What is wrong with pfSense or most likely with BSD in general, and can it be resolved somehow?
-
What MTU are you using on the pfSense?
Have you tried to lower it? -
WAN is connected to gigabit fiber, and as I understand, if not changed then MTU is 1500 by default. I have not tried to change it. In my working Linux router it is also 1500, so pfSense should work fine with that. Or not?
This is typical fragment of tcpdump output for that VPN traffic, and biggest packet here is 1468 bytes?
13:33:40.102979 xx.xx.xx.xxx > xxx.xx.xxx.xxx: ip-proto-50 76 (ttl 60, id 60752)
13:33:40.109341 xxx.xx.xxx.xxx > xx.xx.xx.xxx: ip-proto-50 64 (frag 6840:64@0+) (ttl 57)
13:33:40.109794 xx.xx.xxx.xxx > xx.xx.xx.xxx: (frag 6840:1468@64) (ttl 57)
13:33:40.114114 xxx.xx.xxx.xxx > xx.xx.xx.xxx: ip-proto-50 372 (ttl 57, id 6851)
13:33:40.128931 xx.xx.xx.xxx > xxx.xx.xxx.xxx: ip-proto-50 84 (ttl 60, id 60755)
13:33:40.135926 xx.xx.xx.xxx > xxx.xx.xxx.xxx: ip-proto-50 76 (ttl 60, id 60756)
13:33:40.714474 xxx.xx.xxx.xxx.7800 > xx.xx.xx.xxx.1084: . ack 1232 win 32767 (DF) (ttl 56, id 51486)
13:33:40.940995 xx.xx.xx.xxx > xxx.xx.xxx.xxx: ip-proto-50 92 (ttl 60, id 60758) -
since starting this thread here, I have made many tests and got conclusion, that for some reason, pfSense is currently unable to pass large IPSec packets. Only lowering MTU on both ends of the IPSec tunnel works, but this is not solution for me. I have found, that this issue is discussed in monowall mailing list, and supposed to be fixed in their newer 1.3 betas. I have tried every pfSense release since 1.0.0 and all of them having same problem. How is this possible, that nobody has fixed it yet?

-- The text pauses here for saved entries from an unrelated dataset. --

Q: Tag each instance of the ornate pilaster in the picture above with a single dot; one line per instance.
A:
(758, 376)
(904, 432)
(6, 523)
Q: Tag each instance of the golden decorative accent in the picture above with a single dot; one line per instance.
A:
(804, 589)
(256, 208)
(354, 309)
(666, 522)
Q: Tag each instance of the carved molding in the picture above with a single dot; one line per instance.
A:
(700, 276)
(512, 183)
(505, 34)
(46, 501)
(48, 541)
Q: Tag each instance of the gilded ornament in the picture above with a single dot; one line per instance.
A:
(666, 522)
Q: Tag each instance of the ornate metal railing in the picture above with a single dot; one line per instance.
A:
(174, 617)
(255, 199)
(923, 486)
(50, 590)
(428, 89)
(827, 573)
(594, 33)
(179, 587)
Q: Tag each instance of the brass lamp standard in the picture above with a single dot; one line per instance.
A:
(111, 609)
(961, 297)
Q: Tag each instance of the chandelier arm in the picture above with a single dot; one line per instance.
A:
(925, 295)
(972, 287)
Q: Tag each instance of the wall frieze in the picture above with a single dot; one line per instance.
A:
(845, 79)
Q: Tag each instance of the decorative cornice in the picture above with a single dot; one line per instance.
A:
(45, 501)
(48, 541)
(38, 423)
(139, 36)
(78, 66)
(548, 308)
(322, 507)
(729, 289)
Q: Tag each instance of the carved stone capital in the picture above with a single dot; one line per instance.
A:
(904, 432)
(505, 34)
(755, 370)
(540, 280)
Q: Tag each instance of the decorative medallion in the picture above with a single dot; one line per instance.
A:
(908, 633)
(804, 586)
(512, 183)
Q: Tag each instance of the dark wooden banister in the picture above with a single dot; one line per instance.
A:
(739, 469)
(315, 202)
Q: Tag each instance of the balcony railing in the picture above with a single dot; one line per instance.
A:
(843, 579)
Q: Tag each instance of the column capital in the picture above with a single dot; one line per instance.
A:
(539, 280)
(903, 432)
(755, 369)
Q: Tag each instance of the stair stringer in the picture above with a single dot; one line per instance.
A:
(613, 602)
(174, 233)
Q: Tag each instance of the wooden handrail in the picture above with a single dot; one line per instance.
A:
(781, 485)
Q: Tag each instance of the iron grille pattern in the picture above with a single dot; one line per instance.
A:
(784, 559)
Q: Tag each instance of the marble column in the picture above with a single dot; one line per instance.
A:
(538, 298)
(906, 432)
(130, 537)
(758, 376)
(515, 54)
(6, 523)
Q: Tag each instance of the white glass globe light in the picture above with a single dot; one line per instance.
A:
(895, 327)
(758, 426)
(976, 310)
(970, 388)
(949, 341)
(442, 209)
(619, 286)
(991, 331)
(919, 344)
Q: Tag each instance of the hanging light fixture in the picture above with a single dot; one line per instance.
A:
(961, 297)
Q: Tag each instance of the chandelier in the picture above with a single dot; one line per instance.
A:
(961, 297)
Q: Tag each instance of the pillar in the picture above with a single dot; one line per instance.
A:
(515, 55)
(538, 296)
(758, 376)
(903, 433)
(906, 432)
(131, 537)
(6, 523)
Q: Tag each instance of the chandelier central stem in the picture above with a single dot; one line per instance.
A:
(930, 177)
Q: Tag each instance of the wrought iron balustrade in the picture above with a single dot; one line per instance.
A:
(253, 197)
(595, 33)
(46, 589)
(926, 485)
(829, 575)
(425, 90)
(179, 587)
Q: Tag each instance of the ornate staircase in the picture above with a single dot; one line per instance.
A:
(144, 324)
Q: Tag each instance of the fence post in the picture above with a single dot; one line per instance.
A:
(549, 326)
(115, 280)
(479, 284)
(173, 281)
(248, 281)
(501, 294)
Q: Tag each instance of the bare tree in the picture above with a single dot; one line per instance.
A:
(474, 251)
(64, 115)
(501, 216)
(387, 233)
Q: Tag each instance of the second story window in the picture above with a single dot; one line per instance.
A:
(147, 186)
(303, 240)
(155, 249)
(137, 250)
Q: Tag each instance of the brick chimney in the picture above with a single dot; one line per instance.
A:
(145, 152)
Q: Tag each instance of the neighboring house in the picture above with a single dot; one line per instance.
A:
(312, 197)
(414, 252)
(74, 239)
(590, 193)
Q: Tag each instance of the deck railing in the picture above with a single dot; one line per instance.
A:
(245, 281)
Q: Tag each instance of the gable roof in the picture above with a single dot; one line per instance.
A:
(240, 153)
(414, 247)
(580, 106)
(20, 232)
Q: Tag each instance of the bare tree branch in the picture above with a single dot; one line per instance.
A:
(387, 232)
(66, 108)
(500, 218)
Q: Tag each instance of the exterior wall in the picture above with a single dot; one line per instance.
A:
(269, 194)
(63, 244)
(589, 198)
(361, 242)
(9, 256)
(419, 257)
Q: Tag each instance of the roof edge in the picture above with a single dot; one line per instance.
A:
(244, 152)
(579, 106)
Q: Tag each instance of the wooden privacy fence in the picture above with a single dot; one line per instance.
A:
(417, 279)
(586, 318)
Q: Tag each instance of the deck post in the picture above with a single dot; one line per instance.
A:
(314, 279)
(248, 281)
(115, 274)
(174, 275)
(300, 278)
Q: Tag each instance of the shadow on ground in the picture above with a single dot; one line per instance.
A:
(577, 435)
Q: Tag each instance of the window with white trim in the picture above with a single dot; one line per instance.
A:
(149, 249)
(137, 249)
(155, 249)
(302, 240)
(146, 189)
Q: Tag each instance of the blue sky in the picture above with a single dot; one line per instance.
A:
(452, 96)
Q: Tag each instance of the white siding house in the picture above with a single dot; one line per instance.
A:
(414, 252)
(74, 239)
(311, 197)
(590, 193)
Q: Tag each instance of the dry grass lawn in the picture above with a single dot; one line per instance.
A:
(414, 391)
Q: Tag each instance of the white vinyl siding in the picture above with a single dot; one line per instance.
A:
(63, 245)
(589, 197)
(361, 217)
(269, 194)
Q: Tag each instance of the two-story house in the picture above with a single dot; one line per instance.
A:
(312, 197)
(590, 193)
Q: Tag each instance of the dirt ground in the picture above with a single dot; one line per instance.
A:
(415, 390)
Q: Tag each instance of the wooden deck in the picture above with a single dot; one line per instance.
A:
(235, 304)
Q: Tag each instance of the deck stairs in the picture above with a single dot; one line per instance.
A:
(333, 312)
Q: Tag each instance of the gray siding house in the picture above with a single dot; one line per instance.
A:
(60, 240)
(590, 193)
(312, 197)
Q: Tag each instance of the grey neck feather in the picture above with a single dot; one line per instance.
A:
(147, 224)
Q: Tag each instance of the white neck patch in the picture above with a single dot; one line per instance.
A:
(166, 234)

I will continue search of open source router software for 5000 computers and ~200 Mbps of traffic. Any ideas?
-
This is likely part of a well known issue, and a common problem that can occur with solutions from any vendor.
http://fengnet.com/book/CDDV/ch07lev1sec4.html
-
yes, I am aware of this, but if problem is not elsewhere, then every self respecting router or firewall should handle this. In fact, I have also tried many hardware (D-Link, Juniper, Extreme Networks, etc.) and software (OpenWRT, Coyote, Zeroshell) routers, and pfSense was only what did not pass these packets. This was very surprising to me, that such trivial problem exists in any other way - excellent router software, for a long time, and nobody care about that.